Wellness
Journaling as a mindfulness tool: how to start
Pen, paper, and five minutes a day could be the most underrated mental health habit in Leeds right now.
4 min read
Updated 16 h ago
Wellness
Pen, paper, and five minutes a day could be the most underrated mental health habit in Leeds right now.
4 min read
Updated 16 h ago

More people in Leeds are picking up a notebook than downloading another meditation app. Across the city's yoga studios, community wellbeing hubs, and independent bookshops, journaling has quietly become the mindfulness practice that practitioners say actually sticks — no subscription required, no Wi-Fi needed, no prior experience assumed.
The timing makes sense. Conversations about hormone health, burnout, and the psychological weight of financial pressure are everywhere right now, and many people are looking for something tangible to do with all of that noise inside their heads. Journaling sits at a useful intersection: it is cheap, private, and backed by a growing body of psychological research suggesting it does genuine good.

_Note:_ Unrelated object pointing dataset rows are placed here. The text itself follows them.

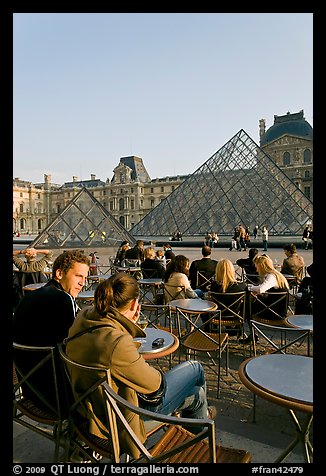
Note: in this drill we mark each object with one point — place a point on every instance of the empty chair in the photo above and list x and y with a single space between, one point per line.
31 402
173 443
214 343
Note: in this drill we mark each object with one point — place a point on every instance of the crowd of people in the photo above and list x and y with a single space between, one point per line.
49 315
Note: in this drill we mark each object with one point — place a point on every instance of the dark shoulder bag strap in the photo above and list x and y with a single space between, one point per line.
85 331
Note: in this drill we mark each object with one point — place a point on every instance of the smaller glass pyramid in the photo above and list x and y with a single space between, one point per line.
240 183
84 222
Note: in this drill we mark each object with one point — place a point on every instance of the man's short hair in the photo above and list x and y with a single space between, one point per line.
253 252
67 259
290 247
206 250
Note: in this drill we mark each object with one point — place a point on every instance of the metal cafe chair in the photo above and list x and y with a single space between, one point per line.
161 316
233 308
213 343
167 440
31 404
204 280
279 338
171 292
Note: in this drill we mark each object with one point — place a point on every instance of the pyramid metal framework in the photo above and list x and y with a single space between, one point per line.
84 222
240 183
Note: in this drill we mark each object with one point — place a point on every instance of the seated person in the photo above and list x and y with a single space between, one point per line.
29 271
225 279
176 277
121 253
136 252
43 317
293 264
32 264
116 306
160 256
271 280
151 268
226 283
168 253
206 266
249 267
304 298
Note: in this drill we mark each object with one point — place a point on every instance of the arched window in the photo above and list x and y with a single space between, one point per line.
307 156
286 158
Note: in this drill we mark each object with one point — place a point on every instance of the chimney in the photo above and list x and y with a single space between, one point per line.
262 127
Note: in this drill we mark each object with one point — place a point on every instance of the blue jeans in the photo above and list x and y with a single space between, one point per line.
185 391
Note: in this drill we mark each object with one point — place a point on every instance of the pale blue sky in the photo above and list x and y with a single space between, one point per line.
171 88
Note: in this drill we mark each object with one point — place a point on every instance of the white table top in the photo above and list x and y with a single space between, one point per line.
195 305
33 286
86 294
155 281
286 375
302 321
151 334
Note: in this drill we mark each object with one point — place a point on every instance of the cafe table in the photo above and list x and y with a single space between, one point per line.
86 297
170 343
304 322
193 305
33 286
285 380
193 308
148 289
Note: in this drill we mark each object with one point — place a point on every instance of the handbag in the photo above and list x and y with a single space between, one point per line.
154 398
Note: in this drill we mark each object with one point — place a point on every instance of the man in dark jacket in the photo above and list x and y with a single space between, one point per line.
43 317
137 252
206 266
249 267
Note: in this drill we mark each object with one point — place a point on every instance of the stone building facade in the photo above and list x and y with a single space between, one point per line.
289 141
128 196
131 193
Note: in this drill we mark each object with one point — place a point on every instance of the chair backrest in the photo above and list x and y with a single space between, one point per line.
269 306
173 292
40 380
89 396
204 279
177 445
231 305
113 409
158 315
150 273
280 339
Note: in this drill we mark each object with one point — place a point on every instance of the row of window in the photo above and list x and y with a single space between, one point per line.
306 157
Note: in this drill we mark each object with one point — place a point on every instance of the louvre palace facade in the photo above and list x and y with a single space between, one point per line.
131 194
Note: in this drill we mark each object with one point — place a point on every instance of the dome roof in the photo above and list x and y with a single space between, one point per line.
290 124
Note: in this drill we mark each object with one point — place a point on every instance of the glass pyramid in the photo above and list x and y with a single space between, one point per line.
240 183
84 222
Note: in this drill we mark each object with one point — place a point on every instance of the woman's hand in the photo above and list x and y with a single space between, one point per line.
137 313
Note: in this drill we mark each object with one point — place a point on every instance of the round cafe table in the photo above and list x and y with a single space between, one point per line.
33 286
302 321
86 296
286 380
170 344
193 305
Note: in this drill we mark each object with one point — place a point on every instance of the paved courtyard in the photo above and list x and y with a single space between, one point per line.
265 439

A 2018 study published in the Journal of Experimental Psychology found that expressive writing — putting worries into words on paper — reduced intrusive thoughts and freed up working memory in participants facing stressful tasks. A separate meta-analysis by researchers at Cambridge in 2022 reviewed 64 randomised controlled trials and concluded that structured reflective writing reduced self-reported anxiety scores by an average of 19 percent over eight weeks. Neither study is new, but both are increasingly cited by wellness practitioners as journaling moves from lifestyle trend to something closer to a recognised coping tool.
Journals themselves are not expensive. The popular Leuchtturm1917 A5 notebook — a staple in most of Leeds's independent stationery retailers — retails for around £17.99 at Paperchase on Briggate, and cheaper lined notebooks from Ryman on Bond Street start under £3. The barrier to entry is almost purely psychological.

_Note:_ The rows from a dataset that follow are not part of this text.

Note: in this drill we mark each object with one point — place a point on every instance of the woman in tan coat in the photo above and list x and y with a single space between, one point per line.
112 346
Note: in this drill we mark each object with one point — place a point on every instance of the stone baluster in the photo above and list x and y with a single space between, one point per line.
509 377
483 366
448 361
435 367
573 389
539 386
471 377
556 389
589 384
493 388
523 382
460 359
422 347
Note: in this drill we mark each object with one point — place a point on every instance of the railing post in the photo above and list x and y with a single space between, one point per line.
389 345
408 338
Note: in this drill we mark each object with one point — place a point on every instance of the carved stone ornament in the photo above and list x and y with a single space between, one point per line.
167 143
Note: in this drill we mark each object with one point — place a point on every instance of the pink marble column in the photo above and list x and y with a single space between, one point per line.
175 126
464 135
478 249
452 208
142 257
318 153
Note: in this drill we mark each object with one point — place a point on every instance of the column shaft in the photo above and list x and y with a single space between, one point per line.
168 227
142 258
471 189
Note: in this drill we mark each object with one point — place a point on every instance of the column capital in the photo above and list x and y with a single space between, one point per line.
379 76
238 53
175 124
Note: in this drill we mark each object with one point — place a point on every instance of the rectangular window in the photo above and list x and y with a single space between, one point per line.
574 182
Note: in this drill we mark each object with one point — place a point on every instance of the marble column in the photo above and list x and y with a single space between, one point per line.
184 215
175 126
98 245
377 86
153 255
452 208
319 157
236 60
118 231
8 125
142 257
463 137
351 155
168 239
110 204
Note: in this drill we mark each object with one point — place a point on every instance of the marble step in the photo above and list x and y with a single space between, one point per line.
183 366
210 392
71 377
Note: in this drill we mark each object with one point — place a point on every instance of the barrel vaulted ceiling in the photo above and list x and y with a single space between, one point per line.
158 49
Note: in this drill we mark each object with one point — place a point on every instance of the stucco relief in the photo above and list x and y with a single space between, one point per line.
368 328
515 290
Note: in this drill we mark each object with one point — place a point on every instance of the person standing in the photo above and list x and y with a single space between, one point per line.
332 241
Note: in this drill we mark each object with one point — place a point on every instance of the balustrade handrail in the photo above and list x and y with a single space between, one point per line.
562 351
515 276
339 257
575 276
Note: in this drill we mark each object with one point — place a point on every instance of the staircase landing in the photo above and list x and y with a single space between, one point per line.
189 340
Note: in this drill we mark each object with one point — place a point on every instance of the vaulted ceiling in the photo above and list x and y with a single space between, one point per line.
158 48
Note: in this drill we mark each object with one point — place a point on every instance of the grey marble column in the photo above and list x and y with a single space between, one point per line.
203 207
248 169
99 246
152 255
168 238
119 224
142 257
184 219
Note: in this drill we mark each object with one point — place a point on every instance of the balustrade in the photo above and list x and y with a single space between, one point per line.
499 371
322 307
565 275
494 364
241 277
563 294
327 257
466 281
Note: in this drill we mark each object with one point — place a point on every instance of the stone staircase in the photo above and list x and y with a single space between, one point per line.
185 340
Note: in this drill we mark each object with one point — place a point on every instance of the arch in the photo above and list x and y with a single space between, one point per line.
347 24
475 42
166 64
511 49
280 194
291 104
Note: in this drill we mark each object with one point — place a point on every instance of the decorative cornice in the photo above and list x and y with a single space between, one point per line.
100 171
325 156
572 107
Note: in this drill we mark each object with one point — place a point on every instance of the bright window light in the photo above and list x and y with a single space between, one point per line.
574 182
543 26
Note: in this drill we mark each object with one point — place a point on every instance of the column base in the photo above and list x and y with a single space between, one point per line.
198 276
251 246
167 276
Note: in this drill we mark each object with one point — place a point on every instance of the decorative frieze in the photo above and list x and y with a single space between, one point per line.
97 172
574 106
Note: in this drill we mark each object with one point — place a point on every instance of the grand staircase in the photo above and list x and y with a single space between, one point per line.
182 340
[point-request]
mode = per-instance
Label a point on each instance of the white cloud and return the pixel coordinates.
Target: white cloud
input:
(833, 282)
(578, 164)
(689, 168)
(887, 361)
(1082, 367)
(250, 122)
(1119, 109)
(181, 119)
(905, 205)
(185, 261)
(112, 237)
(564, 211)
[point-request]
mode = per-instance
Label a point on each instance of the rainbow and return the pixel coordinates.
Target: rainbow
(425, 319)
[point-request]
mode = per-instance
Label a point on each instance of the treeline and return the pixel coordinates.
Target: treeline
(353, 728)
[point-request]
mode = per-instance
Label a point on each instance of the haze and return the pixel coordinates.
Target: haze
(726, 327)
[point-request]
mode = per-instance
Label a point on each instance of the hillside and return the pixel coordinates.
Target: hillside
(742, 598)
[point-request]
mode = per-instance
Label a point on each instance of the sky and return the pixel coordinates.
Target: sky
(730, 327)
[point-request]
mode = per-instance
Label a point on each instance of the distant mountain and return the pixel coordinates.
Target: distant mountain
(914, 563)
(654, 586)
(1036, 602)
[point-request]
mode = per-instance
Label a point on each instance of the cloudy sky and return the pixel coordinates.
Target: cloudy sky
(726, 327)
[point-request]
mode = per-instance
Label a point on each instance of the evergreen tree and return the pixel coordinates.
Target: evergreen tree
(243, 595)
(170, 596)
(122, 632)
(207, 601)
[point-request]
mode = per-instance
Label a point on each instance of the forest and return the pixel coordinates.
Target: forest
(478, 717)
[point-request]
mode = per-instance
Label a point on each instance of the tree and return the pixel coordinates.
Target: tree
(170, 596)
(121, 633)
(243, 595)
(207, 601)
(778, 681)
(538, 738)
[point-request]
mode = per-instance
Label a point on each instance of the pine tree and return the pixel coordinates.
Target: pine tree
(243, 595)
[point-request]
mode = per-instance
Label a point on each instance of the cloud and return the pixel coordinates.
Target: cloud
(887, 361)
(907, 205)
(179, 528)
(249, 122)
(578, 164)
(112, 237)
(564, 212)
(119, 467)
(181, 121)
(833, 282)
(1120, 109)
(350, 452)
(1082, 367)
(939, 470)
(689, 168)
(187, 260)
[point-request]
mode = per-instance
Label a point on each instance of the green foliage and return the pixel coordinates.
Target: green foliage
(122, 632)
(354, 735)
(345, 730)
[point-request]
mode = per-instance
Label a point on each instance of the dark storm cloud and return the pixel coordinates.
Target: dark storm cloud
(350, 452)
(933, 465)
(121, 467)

The Holbeck-based social enterprise Platform, which runs creative and wellbeing programmes out of a converted Victorian railway building on Holbeck Urban Village's Globe Road, has incorporated reflective journaling into its Wednesday evening mindfulness sessions since January 2026. The sessions are free to attend and open to anyone over 18. Facilitators there use a structured prompt model — three questions, written before and after a short breathing exercise — which beginners consistently report finding less intimidating than open-ended freewriting.

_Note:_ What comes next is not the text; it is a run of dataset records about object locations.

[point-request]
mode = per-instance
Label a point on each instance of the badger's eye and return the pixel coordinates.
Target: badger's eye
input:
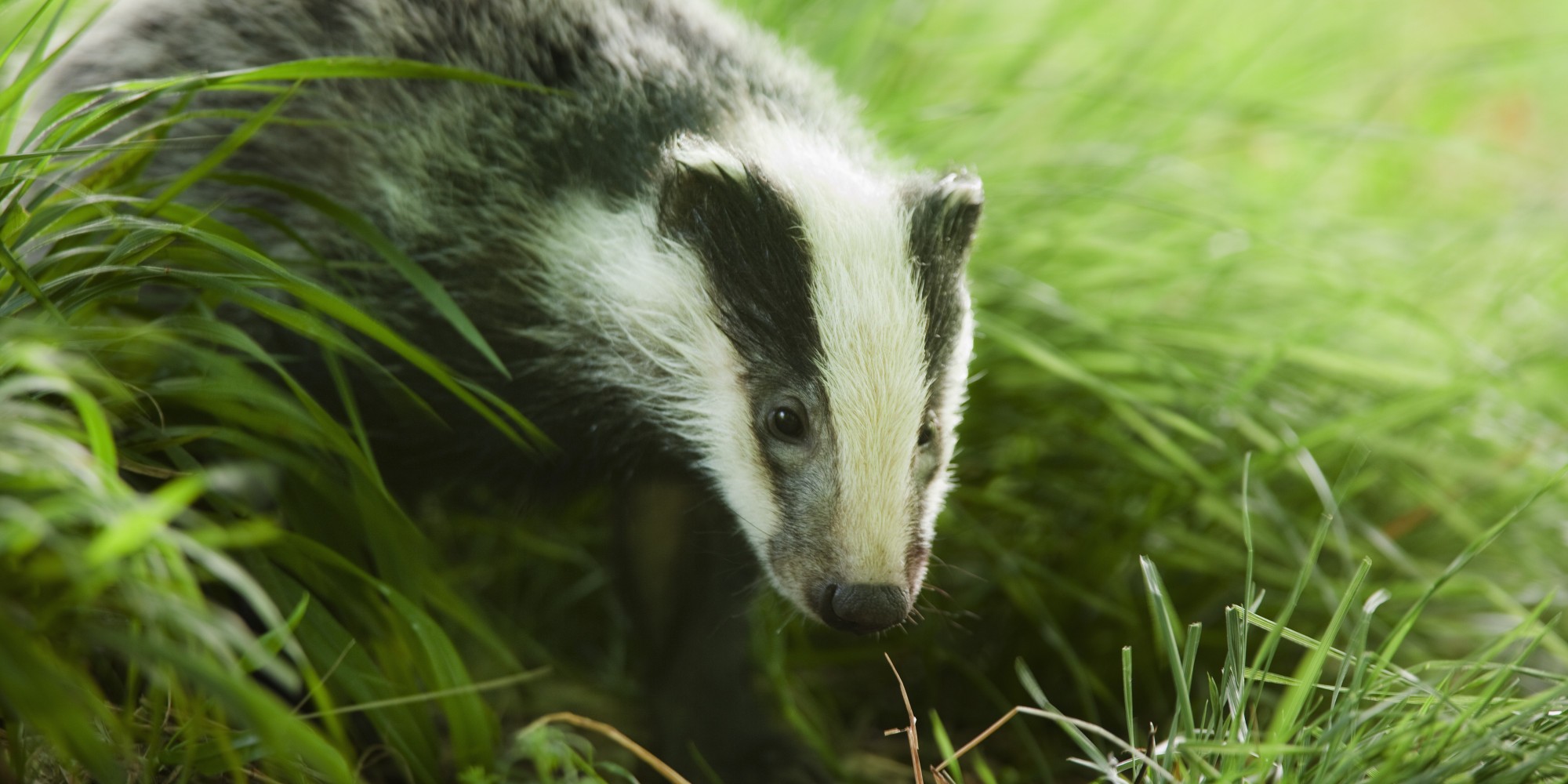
(788, 424)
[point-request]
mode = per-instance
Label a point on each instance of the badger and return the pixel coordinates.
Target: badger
(689, 253)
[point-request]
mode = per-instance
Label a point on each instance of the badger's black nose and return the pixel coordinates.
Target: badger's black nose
(863, 609)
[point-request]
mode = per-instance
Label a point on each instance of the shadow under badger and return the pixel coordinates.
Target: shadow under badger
(699, 269)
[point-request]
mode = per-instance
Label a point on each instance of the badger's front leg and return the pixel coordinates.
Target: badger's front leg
(689, 579)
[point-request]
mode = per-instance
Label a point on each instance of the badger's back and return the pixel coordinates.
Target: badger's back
(448, 164)
(688, 242)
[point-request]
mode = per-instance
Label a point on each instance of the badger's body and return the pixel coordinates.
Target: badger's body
(689, 249)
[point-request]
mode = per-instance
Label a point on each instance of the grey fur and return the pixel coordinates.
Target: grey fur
(479, 186)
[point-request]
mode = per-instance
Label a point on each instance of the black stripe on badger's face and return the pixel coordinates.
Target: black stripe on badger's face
(758, 267)
(942, 230)
(943, 225)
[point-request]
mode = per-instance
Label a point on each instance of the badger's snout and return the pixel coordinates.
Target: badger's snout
(865, 608)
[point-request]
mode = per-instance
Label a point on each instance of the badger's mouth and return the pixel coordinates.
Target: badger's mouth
(863, 608)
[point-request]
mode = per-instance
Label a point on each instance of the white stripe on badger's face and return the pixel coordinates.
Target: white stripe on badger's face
(871, 325)
(642, 321)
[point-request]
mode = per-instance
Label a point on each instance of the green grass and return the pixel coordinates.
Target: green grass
(1268, 393)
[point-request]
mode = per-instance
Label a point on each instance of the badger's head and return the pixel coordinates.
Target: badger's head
(841, 296)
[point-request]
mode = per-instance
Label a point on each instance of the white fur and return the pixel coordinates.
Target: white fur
(873, 332)
(642, 319)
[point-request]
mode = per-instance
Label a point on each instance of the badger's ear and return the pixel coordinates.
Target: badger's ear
(699, 176)
(943, 220)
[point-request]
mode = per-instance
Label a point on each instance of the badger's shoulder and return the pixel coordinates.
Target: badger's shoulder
(628, 76)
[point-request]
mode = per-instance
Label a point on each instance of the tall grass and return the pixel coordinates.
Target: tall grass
(1269, 357)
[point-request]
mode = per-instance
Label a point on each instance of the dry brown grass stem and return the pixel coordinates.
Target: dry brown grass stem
(614, 735)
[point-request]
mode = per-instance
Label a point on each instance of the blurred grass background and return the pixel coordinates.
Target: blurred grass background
(1316, 247)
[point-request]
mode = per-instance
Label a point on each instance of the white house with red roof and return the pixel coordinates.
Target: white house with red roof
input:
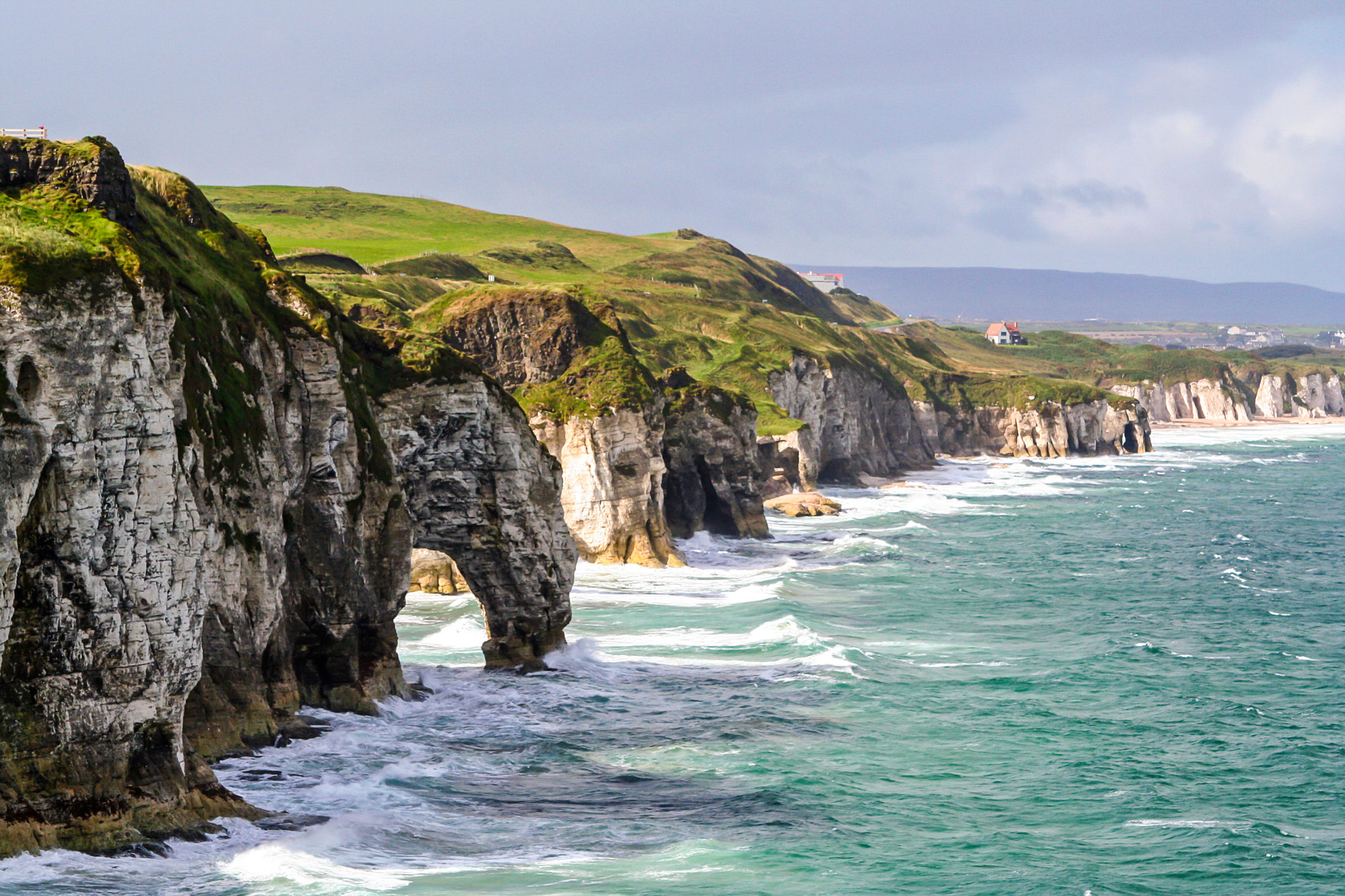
(1005, 334)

Further north, the Leeds Mindfulness Centre on Woodhouse Lane runs an eight-week Mindfulness-Based Cognitive Therapy course — certified to NHS England standards — that integrates daily journaling as homework from week three onwards. The next cohort begins 14 September 2026, with places at £195 for self-funded participants and concessionary rates available. Instructors there say the journaling component is frequently cited in exit feedback as the habit participants are most likely to continue after the course ends.
For those who want something less structured, the independent café Laynes Espresso on New Station Street has become an informal gathering point for a loosely organised Thursday morning journaling group — no facilitator, no agenda, just tables full of people with notebooks and coffee between 8am and 10am. It costs nothing beyond your flat white.
Getting started does not require a system. Practitioners broadly agree on a few principles: write by hand rather than typing (the slower pace encourages fuller sentences and less editing); aim for consistency over volume — five minutes daily outperforms an hour once a week; and resist the urge to make it pretty. This is not a scrapbook. Crossed-out words and incomplete sentences are fine. The goal is honest reflection, not a polished document.
A simple entry structure for beginners: one sentence on how you feel physically right now, one sentence on what is taking up the most mental space, and one sentence on what you would like to feel by the end of the day. Three sentences. Less than two minutes. It is enough to create the reflective pause that the research suggests matters.
The broader cultural conversation around mental health in 2026 — hormones, burnout, the strange pressures of working a job that pays the bills but no longer sparks anything — keeps circling back to the same question: what do I actually do? Journaling is not a cure. It is a practice. The distinction matters, and starting small, on paper, in a Leeds café on a Thursday morning, is a reasonable place to begin. For personal health concerns, a GP or accredited therapist remains the right first port of call.